Sorry, I didn’t mean to say that travel phrasebooks are useless. But if you are starting out learning a language, you should begin something that has a much higher percentage of cognates, so that much less of each sentence and paragraph is new vocabulary. As you mention, the medical field seems to be a good pick for many languages. I don’t speak Spanish at all, but I was able to read a college textbook about child development in Spanish while looking up almost no words, because words like “gestation” are the same as in English and so much academic vocabulary in English was taken from Latin and Romance languages.
In Swedish, the medical field actually doesn’t have many cognates with English, instead they have created or directly translated words. As an example, English and Swedish both say “blood pressure” with exactly those two words, but “pressure” aren’t cognates. Meanwhile such basic words as medicine (“heal stuff”), hospital (“sick house”), ambulance (“sick car”), etc, aren’t cognates, and there are several phrases which are confusing to learners (at an actual hospital they don’t say “blood test”, they just say “test”). They aren’t hard to learn, but it is still different from them being as easy as cognates. I imagine German is similar. In that case the best subject to start with for German would not be medicine.
In languages where there are very few cognates, such as Ukrainian, you can still find texts where there is higher number of cognates with English than normal, for example reading political news about America where there will be a lot of famous American people, places, company and even sometimes job names (such as “the president”) taken directly from English.
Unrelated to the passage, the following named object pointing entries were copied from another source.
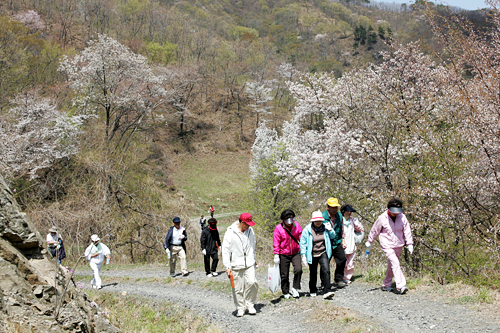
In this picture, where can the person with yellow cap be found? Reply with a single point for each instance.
(333, 216)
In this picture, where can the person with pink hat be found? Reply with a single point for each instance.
(238, 256)
(393, 230)
(316, 249)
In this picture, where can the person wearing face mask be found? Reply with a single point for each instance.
(316, 249)
(210, 243)
(351, 225)
(286, 243)
(394, 230)
(95, 253)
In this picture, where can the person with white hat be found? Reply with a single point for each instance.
(238, 256)
(95, 253)
(394, 230)
(332, 215)
(316, 248)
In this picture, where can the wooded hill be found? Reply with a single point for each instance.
(187, 76)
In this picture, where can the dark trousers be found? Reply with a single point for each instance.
(340, 260)
(215, 261)
(324, 272)
(285, 261)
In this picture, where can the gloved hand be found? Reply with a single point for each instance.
(276, 259)
(368, 248)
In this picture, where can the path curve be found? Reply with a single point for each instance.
(385, 311)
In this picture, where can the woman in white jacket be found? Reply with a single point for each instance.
(238, 256)
(95, 254)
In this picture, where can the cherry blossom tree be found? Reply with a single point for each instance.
(34, 135)
(386, 130)
(114, 83)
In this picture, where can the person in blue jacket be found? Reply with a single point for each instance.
(316, 248)
(175, 246)
(333, 216)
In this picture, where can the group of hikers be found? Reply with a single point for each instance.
(331, 233)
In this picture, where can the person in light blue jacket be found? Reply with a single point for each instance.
(316, 248)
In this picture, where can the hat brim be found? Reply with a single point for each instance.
(396, 210)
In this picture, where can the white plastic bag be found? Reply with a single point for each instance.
(358, 237)
(273, 278)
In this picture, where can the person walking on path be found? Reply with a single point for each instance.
(351, 225)
(238, 256)
(210, 243)
(95, 253)
(286, 243)
(203, 221)
(333, 216)
(175, 246)
(316, 248)
(55, 245)
(394, 229)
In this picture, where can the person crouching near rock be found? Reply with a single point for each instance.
(95, 253)
(393, 228)
(316, 248)
(238, 256)
(210, 243)
(286, 243)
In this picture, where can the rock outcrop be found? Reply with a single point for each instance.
(35, 295)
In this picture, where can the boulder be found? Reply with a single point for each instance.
(35, 295)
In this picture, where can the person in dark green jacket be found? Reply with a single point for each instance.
(333, 215)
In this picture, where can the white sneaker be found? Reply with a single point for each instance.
(328, 294)
(251, 310)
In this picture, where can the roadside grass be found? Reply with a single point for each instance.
(139, 314)
(222, 184)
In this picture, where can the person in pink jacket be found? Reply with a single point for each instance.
(286, 240)
(393, 230)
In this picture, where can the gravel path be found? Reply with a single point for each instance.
(373, 309)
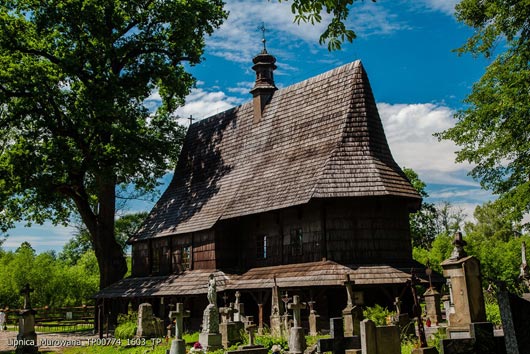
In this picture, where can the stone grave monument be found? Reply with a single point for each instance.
(352, 313)
(379, 340)
(26, 338)
(313, 317)
(276, 323)
(149, 326)
(178, 345)
(432, 305)
(210, 338)
(228, 328)
(297, 343)
(515, 316)
(338, 344)
(239, 314)
(465, 290)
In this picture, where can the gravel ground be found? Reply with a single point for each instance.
(50, 341)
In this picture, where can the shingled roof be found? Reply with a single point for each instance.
(320, 138)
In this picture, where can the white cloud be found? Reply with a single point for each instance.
(238, 39)
(409, 129)
(445, 6)
(201, 103)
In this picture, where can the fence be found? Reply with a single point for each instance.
(60, 319)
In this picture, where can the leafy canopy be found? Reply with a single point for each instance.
(310, 11)
(492, 131)
(74, 75)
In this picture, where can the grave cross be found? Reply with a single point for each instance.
(178, 315)
(348, 283)
(296, 306)
(25, 291)
(250, 328)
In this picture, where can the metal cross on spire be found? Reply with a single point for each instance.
(263, 40)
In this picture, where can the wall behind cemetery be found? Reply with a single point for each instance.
(345, 230)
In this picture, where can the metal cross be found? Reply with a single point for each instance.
(263, 40)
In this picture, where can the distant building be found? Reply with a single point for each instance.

I think it can be helpful to use both. It might be good to just go through with English subtitles to get a better understanding of what is going on in the video. Then also use the German subtitles to get a sense of the pronunciation. At your level, like you said, you’re not going to understand much, but having run through it once in English should help out a little, at least to know what is going on at any given point. You may still not make a match to the German words just yet, but it could help.
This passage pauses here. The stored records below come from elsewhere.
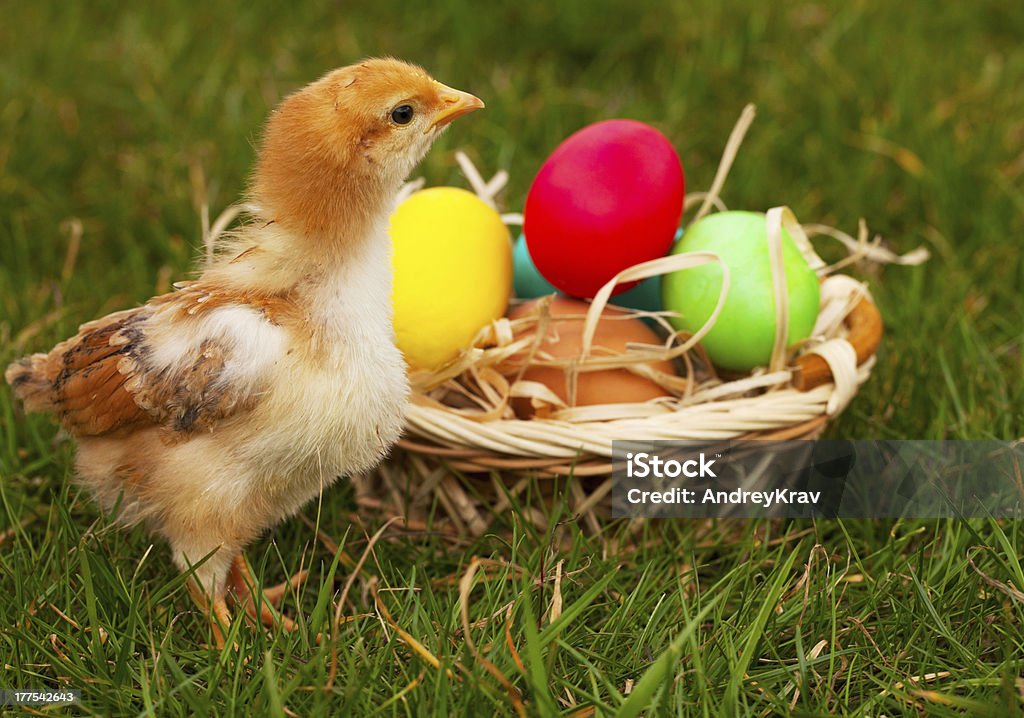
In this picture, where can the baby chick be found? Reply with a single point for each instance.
(214, 412)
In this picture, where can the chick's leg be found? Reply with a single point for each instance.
(207, 587)
(241, 581)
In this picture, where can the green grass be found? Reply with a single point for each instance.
(910, 115)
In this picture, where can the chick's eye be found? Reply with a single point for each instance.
(401, 115)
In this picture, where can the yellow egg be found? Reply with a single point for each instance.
(453, 272)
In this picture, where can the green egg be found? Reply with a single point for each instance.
(743, 335)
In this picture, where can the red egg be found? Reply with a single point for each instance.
(609, 197)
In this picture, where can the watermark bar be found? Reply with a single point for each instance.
(39, 697)
(818, 478)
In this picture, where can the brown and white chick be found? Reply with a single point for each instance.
(216, 411)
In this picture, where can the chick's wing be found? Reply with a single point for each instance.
(184, 361)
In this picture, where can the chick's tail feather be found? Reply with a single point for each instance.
(30, 379)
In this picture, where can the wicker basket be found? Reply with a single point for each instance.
(465, 455)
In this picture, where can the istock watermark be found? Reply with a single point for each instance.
(823, 478)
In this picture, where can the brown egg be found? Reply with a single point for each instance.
(562, 339)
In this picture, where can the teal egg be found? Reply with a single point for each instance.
(525, 279)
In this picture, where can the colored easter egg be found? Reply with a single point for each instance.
(744, 332)
(453, 272)
(527, 282)
(607, 198)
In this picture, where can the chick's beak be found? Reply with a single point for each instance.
(456, 104)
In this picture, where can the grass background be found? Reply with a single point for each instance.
(908, 114)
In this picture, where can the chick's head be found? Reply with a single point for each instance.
(357, 131)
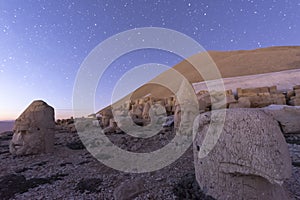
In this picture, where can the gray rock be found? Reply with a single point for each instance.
(129, 189)
(34, 130)
(287, 116)
(249, 161)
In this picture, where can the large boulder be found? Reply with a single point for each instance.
(34, 130)
(250, 159)
(287, 116)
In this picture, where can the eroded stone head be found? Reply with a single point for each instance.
(34, 130)
(249, 161)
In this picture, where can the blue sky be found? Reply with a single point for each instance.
(43, 43)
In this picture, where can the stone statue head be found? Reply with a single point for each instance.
(34, 130)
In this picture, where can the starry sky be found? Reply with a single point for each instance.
(43, 43)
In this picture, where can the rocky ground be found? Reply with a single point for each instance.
(72, 173)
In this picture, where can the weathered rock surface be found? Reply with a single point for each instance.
(249, 161)
(34, 130)
(129, 189)
(287, 116)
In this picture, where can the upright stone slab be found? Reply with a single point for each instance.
(34, 130)
(249, 161)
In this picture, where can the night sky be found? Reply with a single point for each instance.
(43, 43)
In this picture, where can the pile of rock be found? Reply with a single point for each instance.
(294, 96)
(250, 158)
(63, 125)
(216, 99)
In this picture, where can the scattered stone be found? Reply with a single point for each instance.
(287, 116)
(188, 188)
(250, 159)
(6, 135)
(76, 145)
(12, 184)
(34, 130)
(129, 189)
(90, 184)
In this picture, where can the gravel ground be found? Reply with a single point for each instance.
(71, 172)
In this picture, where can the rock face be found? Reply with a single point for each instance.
(249, 161)
(262, 96)
(287, 116)
(34, 130)
(294, 96)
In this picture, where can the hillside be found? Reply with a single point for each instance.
(230, 64)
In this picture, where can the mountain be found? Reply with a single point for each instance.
(229, 63)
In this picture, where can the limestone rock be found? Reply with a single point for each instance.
(129, 189)
(287, 116)
(34, 130)
(249, 161)
(243, 102)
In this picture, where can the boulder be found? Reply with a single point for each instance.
(250, 159)
(129, 189)
(243, 102)
(287, 116)
(34, 130)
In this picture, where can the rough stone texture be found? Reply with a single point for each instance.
(261, 96)
(287, 116)
(188, 188)
(106, 116)
(80, 165)
(242, 102)
(249, 161)
(34, 130)
(129, 189)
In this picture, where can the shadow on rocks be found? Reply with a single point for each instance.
(91, 185)
(188, 188)
(13, 184)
Once you get to a higher level you will be understanding more and more of the German subtitles and also be hearing the correct pronunciation. Even still the English subtitles can help to orient.
One thing I wanted to point out is that often the subtitles do not match the audio (Netflix is fairly notorious on this). This, to me, is a probably if they don’t match very closely. First of all, especially at lower levels it is confusing as the sounds don’t match what you are reading (whether you can understand it or not). It is then not helpful with you putting sound to what you are seeing. So, for learning, make sure you are looking at matching subtitles. At a higher level, when this is the case, I often find myself just reading the subtitles and ignoring what I’m listening to altogether.
Another interesting observation. A couple of series I have (or had) been watching, I had started with German subtitles. However, subsequent seasons ended up being on platforms that didn’t have the German subtitles. Only English. Because I was interested in the series I went ahead and finished them, and kept the English subtitles up too. In some ways this worked better than I thought. I could focus on listening (and not the subtitles), and only refer to the subtitles if I didn’t understand what I was listening to. So this can be a good exercise too (but maybe for a time where you are understanding 75% or more).
I also second the suggestion of using Language Reactor, at least for movies. It’s nice to be able to pause between sentences and really study a movie/show. Repeat the lines, etc.